The dividing lines boil down to one word: inequality. Under Conservative plans Britain will become far less equal. Under Labour, there is the chance of a different path. Fabian research published in February provides the backdrop, showing that if politicians do nothing inequality and poverty will soar.
But the Conservatives don’t even plan inaction, they seek to actively widen the gap. Already, five years’ of austerity have hit the living standards of the poorer half of society, while leaving most in the top half untouched.
Now the Conservatives proudly promise more of the same. They will strip £12bn from the incomes of the bottom 50 per cent, through benefit cuts, while simultaneously giving away £7bn to the top half in income tax cuts.

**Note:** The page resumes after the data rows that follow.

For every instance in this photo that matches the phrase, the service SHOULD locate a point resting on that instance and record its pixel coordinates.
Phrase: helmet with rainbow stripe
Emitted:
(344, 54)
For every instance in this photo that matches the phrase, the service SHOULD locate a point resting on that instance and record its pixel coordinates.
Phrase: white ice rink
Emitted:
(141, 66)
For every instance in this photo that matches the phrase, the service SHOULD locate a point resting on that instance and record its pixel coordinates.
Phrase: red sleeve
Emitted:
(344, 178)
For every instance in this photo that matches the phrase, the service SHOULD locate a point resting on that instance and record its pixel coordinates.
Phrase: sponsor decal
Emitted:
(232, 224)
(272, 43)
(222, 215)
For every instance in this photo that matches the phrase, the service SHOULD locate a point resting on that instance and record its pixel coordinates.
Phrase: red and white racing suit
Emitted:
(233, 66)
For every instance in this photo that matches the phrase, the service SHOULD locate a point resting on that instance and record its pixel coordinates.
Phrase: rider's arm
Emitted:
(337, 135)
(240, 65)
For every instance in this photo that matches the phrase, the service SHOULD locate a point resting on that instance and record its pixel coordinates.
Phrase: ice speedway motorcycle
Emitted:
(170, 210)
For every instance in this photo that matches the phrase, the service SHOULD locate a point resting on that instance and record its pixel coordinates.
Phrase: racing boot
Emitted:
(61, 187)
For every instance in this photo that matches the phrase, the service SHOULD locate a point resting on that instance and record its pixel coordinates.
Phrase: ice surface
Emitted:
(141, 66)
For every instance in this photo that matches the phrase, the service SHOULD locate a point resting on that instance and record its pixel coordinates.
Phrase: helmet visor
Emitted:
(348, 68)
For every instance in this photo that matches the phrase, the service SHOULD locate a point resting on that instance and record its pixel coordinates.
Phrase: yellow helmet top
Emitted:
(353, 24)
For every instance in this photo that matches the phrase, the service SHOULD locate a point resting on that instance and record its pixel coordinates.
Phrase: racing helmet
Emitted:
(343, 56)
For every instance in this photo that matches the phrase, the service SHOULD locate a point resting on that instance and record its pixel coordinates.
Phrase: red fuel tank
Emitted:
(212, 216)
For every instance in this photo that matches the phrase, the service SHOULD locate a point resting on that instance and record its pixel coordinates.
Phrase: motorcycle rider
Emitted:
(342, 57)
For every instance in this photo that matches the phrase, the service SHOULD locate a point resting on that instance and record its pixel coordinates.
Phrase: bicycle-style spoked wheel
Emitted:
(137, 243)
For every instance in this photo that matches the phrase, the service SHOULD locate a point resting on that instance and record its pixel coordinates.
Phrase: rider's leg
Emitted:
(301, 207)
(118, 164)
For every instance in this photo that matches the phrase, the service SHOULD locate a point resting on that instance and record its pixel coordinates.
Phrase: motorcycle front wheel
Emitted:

This is not a dirty secret, hidden away in the Tory small print. It is front and centre of their election campaign.
By contrast, Labour presents its most egalitarian platform for a generation. Ed Miliband has pitched himself on the side of ‘the many’, standing up to vested interests and powerful elites. He has set out radical ambitions to reduce levels of low pay and said that his economic goal is to raise typical family incomes not GDP, adopting a 2014 Fabian proposal.
And the party has not abandoned its commitment to eradicating child poverty, although after the election it will need to set an achievable target date now that Gordon Brown’s original deadline can no longer be met.
Nor is Labour simply willing the ends. The party has a radical package of egalitarian policies. Market inequalities will be addressed by workers on boards and employee ownership, a revolution in non-graduate skills, a big push for the living wage and a much higher minimum wage.
Labour has also changed its mind on the role of tax in tackling inequality. The mansion tax, the 50p top rate and reform of pension tax relief are all ways to diminish soaring inequality. These are policies which will redistribute money from those with the broadest shoulders, but economists reckon they will also change incentives and so reduce inequality in the market.
The missing piece of the jigsaw is an affordable strategy for benefits and tax credits. This is not just for a few at the bottom: middle income families will only see their living standards rise to reflect economic growth if social security becomes more generous.
Ruling out savage new cuts is an important start. But the new Fabian research shows it is possible to raise benefits, especially for children, without borrowing more; by recycling the tax revenues generated from improvements to the labour market back to households.
Labour’s challenge now is to set out its stall and show more clearly what is at stake. It must convince voters that it is not just a party of good intentions, but answers that really work.
Inequality is the defining issue of our times. And only Labour can ever put it at the heart of our politics. The party has the ambition, it has the policies. It must find its voice.